The homophily/design effect relationship in respondent-driven sampling data – results from the National HIV Behavioral Surveillance System among injecting drug users
Cyprian Wejnert, Centers for Disease Control and Prevention
Keywords: Respondent-driven sampling, injecting drug users, HIV
Respondent-driven sampling (RDS) is used to study injecting-drug users (IDU). Recent work suggests RDS design effects (DEs) may be large. RDS DEs vary across variables and have been associated with homophily. We analyzed RDS samples of IDU in over 20 U.S. cities collected as part of CDC’s National HIV Behavioral Surveillance System (NHBS). Data from 43 RDS studies (n=21,676) from two NHBS cycles were analyzed.
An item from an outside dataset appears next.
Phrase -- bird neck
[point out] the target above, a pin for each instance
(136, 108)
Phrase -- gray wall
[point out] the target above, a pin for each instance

Using RDSAT software, we calculated population estimates, confidence intervals (CIs), and homophily for: gender, race, age, HIV status, and syringe sharing. DE was calculated by comparing RDSAT CIs to those expected under SRS. We used these data to explore the association between RDS DEs and homophily. Homophily and DEs varied by analysis variable, most DEs were between 2 and 4 and highest for high homophily variables. DE was exponentially correlated with homophily (R^2=0.48). When homophily=0 (the ideal case) DE=2.6. Current practice assumes DE=2 and may lead to underpowered samples. Researchers may use DE=4 to calculate power. Formative research should identify variables of high homophily. In extreme cases, separate RDS samples within homophilous groups can be used.